Mumbai, June 25: The Reserve Bank of India today raised the ceiling on foreign investment in India’s government bonds by $5 billion even as it allowed companies to float overseas bonds to pay off rupee loans they have taken to buy project machinery.
But the move — which was clearly designed to crank up foreign fund flows into the country and prop up the rupee at a time when the central bank doesn’t have enough elbow room to intervene in the currency market — did not excite investors or markets.
Foreign institutional investors can now purchase $20 billion worth of government securities, up from $15 billion, the Reserve Bank of India said in a statement today.
A new bunch of long-term investors, including sovereign wealth funds, multilateral agencies, endowment funds, insurance and pension funds, were also allowed to invest in gilts directly to broaden the base of investors, the RBI added. Their investments will also come within the $20-billion ceiling on foreign investment in gilts.
Announcing the steps after consultation with the government, the apex bank said Indian companies in manufacturing and infrastructure sector and having foreign exchange earnings could resort to external commercial borrowing (ECB) to repay outstanding rupee loans towards capital expenditure.
Companies can also avail themselves of this route for the fresh rupee capital expenditure that they have made. The overall ceiling for such ECBs would be $10 billion.
However, individual companies can only borrow up to 50 per cent of their average annual export earnings realised during the past three financial years.
This relaxation, experts say will be good news for domestic corporate houses as it will bring down their interest cost. For instance, the one-year London Inter-bank Offered Rate (LIBOR) — a widely used benchmark for short-term interest rates — stands at a little over 1 per cent. The measure may also spur investment as companies will be encouraged to go in for fresh capital expenditure.
The central bank, however, imposed one more condition for FII investment in G-Secs in a bid to discourage hot money or short-term flows into these instruments.
At present, there are no conditions for portfolio investment up to $10 billion. For the rest $5 billion, foreign investors have to invest in G-Secs having a residual maturity of five years. The RBI today said that for the enhanced limit of $5 billion, the residual maturity at the time of first purchase of FII must be at least three years.

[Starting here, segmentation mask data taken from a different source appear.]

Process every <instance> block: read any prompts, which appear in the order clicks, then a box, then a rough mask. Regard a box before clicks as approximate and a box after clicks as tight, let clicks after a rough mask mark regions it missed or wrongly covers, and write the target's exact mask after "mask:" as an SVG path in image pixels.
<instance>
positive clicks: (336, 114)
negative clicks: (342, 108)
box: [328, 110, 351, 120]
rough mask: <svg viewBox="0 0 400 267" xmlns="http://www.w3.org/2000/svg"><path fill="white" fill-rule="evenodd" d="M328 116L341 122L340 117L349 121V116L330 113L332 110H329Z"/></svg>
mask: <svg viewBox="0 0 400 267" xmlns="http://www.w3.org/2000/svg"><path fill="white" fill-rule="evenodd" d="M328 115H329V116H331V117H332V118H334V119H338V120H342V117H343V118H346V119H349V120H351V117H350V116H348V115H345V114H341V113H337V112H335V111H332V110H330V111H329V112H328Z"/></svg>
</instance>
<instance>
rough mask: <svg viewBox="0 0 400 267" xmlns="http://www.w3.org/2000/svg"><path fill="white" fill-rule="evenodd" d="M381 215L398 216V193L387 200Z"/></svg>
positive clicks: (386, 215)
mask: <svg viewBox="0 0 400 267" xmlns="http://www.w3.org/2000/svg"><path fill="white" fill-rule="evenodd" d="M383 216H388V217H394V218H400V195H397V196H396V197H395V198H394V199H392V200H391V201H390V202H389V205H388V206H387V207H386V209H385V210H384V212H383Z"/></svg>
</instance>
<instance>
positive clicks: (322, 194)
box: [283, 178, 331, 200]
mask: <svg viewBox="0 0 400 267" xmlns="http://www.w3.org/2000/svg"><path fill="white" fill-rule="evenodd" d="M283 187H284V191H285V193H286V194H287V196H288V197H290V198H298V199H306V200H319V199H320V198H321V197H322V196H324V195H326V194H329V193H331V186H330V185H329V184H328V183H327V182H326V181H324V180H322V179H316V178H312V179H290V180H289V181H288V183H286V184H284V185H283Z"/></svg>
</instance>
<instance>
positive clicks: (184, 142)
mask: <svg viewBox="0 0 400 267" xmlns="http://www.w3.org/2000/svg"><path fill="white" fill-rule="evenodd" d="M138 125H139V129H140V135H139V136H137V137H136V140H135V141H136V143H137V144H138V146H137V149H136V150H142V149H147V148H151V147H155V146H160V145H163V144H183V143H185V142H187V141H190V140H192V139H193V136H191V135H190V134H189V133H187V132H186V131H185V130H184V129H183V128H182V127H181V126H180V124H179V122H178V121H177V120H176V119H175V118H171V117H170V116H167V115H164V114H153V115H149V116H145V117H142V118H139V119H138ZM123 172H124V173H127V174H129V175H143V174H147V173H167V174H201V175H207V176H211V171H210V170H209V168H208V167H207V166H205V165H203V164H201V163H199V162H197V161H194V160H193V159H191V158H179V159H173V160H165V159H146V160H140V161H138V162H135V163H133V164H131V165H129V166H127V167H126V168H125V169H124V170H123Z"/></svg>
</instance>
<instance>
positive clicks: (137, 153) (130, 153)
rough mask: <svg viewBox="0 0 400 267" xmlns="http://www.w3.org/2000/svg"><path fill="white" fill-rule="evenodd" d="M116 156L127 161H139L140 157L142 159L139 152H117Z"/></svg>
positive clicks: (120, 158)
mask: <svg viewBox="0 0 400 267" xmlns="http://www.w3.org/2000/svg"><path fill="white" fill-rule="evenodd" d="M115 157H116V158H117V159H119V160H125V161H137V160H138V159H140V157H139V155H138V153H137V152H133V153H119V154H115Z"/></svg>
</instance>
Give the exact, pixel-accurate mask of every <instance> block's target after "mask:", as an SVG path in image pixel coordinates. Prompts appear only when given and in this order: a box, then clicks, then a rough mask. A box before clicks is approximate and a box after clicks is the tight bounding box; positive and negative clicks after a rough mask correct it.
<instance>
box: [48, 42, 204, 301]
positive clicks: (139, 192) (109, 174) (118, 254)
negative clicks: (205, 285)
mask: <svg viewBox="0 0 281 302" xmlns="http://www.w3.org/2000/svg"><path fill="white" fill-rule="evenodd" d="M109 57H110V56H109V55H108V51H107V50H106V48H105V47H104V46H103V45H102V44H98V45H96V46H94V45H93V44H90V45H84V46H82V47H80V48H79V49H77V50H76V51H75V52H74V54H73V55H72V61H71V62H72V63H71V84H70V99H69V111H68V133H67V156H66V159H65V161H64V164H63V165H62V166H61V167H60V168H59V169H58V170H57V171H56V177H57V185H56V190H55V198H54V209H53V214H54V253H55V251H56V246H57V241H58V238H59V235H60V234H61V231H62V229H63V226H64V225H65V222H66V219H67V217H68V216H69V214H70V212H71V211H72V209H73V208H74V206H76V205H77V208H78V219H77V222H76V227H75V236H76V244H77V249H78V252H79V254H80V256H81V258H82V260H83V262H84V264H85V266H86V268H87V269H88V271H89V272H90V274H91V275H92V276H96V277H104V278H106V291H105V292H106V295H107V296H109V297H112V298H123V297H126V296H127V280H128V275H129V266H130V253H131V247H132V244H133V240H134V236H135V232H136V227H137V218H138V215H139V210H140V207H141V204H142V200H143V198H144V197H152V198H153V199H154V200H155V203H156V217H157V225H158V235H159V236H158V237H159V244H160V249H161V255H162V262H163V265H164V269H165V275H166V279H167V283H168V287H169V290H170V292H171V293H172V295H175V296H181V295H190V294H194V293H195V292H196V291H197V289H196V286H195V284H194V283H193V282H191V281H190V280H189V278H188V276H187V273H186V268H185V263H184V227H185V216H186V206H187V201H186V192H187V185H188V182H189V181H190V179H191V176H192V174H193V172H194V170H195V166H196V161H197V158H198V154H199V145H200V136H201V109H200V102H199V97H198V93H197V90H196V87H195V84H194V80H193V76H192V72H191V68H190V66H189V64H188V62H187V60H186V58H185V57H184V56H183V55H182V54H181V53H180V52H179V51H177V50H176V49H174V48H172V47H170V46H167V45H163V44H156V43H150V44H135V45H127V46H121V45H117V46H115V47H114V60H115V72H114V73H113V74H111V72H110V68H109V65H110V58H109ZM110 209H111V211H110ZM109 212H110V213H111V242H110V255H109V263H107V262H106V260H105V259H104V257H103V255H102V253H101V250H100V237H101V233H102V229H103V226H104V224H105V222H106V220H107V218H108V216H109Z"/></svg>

Experts point out that the step of allowing new class of investors to invest in G-Secs could see a good response. FIIs have been attracted to G-Secs because they carry virtually zero risk and offer better yields.
“The response of FIIs to G-Secs have been phenomenal. Moreover, there is a serious amount of money waiting to come. In the past, there has been expression of interest from West Asian countries. This will speed up the process,” said Krishnamoorthy Harihar, treasurer at FirstRand Bank India.
The RBI also relaxed the terms and conditions for the scheme for FII investment in infrastructure debt and the scheme for non-resident investment in Infrastructure Development Funds (IDFs) in terms of lock-in period and residual maturity.
Further, qualified foreign investors (QFIs) can now invest in those mutual fund (MF) schemes that hold at least 25 per cent of their assets (either in debt or in equity or both) in the infrastructure sector under the current $3-billion sub-limit for investment in mutual funds related to infrastructure.
A QFI can be a foreign individual, pension fund or companies.